As a billing service, Stagton Practice Management submits claims electronically to insurance companies and mail statements out to patients to collect their portion. While most claims get paid within a few weeks, a small percentage of claims do not get resolved and can be difficult to conclude. Typically, tracers are filed and even phone calls are made to the insurance companies but, unfortunately, you receive marginal if any response. This small percentage of claims often remain uncollected for months. Most practices are not set up as a collection agency to deal with these unpaid accounts, and providers are usually faced with two difficult choices: They can either write off the unpaid accounts or they can refer them to a hard-core collection agency, in which case the medical practice loses 30 to 50 percent of the value of the claim as the fee. In addition to this high fee, the practice will most likely lose the patient as a client because harsh collection measures usually result in the loss of patient goodwill.

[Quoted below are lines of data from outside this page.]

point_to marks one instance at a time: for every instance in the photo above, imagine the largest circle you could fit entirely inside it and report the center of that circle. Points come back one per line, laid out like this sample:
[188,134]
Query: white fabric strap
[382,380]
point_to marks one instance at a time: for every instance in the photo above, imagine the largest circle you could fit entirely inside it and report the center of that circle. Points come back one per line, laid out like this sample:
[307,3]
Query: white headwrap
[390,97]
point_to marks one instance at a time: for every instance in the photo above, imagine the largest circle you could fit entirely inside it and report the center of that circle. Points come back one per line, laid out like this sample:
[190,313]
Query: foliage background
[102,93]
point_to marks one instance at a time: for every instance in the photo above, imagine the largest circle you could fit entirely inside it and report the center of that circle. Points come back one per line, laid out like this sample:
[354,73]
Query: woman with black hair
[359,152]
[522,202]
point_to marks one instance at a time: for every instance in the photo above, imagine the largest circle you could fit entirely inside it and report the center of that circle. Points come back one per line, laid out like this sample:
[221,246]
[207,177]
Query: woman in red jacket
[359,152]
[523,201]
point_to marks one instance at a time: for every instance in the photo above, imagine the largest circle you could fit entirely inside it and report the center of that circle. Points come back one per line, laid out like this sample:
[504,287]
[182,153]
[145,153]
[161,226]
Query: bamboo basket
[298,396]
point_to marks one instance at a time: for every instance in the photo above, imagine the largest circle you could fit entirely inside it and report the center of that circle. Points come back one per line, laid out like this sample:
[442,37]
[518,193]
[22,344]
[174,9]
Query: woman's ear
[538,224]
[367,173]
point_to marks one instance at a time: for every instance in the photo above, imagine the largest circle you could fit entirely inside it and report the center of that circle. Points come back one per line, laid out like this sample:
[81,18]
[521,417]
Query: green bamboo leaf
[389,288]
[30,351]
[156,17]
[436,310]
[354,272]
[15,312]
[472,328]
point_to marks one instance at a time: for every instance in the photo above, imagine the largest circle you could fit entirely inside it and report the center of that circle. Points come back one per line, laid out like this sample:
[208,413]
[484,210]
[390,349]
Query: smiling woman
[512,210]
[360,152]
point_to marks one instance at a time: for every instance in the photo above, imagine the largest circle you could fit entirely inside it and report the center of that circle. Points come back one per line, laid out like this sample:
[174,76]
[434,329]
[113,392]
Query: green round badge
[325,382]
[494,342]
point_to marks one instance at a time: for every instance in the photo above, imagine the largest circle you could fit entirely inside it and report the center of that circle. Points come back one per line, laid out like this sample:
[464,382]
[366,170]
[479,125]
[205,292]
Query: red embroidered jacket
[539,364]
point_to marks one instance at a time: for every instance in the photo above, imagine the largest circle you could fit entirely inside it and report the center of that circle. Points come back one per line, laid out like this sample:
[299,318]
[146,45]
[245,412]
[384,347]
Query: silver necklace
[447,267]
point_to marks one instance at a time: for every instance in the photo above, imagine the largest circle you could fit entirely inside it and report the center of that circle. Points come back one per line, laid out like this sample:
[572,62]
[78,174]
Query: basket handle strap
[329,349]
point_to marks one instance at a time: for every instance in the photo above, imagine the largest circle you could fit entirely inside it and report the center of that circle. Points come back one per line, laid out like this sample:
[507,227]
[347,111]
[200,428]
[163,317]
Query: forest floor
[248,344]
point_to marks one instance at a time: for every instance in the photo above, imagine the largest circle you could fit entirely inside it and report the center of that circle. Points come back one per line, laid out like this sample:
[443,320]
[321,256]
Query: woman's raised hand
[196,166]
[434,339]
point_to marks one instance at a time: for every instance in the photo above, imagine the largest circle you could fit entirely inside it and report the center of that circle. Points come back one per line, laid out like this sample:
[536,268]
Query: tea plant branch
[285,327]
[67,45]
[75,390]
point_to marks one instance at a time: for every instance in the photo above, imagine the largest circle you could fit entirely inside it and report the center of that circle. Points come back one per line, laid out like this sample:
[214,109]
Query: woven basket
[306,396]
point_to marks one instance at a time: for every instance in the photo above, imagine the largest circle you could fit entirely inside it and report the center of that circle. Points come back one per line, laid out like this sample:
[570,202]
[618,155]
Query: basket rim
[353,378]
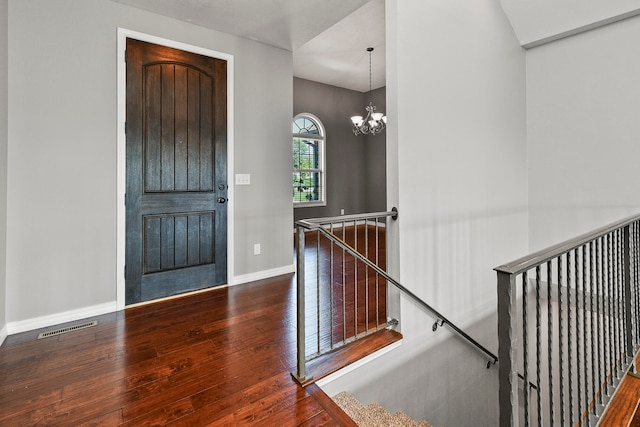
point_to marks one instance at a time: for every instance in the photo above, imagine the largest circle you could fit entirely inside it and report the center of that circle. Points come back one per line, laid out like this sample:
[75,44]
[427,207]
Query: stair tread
[374,414]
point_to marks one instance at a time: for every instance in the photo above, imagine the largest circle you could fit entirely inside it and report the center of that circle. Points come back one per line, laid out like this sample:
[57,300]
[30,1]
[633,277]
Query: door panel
[176,172]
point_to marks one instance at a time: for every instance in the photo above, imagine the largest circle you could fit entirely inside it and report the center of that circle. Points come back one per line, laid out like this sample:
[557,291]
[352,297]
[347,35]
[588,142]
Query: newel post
[626,268]
[301,373]
[507,344]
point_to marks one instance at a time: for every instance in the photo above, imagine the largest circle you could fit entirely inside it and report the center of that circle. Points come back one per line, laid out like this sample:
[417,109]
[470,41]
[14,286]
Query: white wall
[4,33]
[456,107]
[61,238]
[540,19]
[583,99]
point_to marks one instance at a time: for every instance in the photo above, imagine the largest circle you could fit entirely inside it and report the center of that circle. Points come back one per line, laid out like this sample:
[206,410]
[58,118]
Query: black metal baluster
[616,301]
[366,277]
[585,325]
[550,338]
[570,337]
[331,290]
[378,276]
[599,310]
[593,343]
[578,335]
[525,346]
[318,289]
[561,341]
[610,312]
[538,346]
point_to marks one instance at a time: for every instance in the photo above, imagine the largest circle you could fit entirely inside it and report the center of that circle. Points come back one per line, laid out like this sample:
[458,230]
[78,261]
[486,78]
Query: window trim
[322,138]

Dealing with insurance companies.
The insurance industry is very highly regulated. Given the current climate in the medical field, it is extremely difficult for almost any practice to enforce these regulations upon the industry. Virtually all states have legislation in place requiring insurance companies to pay or deny claims within 30, 45 or 60 days. Yet, billions of dollars in claims are not paid or are denied even within these legal requirements. Stagton Practice Management has developed a program specifically designed to utilize the states’ insurance laws and regulations to force insurance companies to meet the legal requirements governing them.
There are four types of “insurance resolutions” that our program ultimately helps you get:
Cash -- payment for the claim
Denial from the payer (which allows the provider to bill secondary insurance, re-bill the primary with different coding or information, or convert to self-pay)
Information from the payer that no claim is on file (which allows the provider to resubmit the claim, attaching the correspondence from our collection agency to achieve maximum efficiency)
Suspension of action on the claim for whatever other reason the payer might have.
In summary, what we wish to provide the provider and their staff is an ability to close the books on every insurance claim by utilizing this tool only on those specific and few claims requiring this type of additional effort. We will provide this at a fee which frankly is not possible for your company or your staff to approach, not even considering the impact and effectiveness of our national collection program.